I had to cope more than once with people who suffered from the delusion that the British North America Act of 1867 had been imposed on us by the British Government when in fact it was based almost wholly on resolutions adopted at Quebec in 1864 and in London in 1866-7, by delegates of the British North American provinces, with not a single representative of the British Government even present.

Forsey’s life-long stand for the monarchy and our parliamentary constitution, for the vision of Canada as one nation that had been held by the English and French Fathers of Confederation, and upheld by every Conservative leader from Sir John A. MacDonald to John G. Diefenbaker, and for our British history, traditions, and symbols, was not typical of the average member of the CCF and would be even harder to find in that party’s successor, the NDP, whose typical members are more Liberal than the Liberals in their rejection of the traditions and heritage of the old Canada.
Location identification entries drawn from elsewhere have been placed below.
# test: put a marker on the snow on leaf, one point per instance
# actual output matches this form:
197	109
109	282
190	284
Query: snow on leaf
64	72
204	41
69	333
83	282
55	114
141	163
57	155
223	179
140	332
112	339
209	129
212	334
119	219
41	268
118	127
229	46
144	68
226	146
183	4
It shows him, however, to have been a great patriot of the Dominion of Canada, worthy to be remembered on our nation’s sesquicentennial.

So in memory of the Honourable Eugene A. Forsey, PC, I say to you all:

Happy Dominion Day!
God save the Queen!

Bibliography:

Forsey, Eugene A. A Life on the Fringe: The Memoirs of Eugene Forsey. Toronto. Oxford University Press. 1990.

Forsey, Eugene A. The Royal Power of Dissolution in the British Commonwealth. Ph.D. Dissertation. McGill University. 1941.

Murphy, Rex. “Eugene Forsey and the Senate.” The National. CBC. May 23, 2013. Television.


Taylor, Charles. Radical Tories: The Conservative Tradition in Canada. Toronto. House of Anansi. 1982.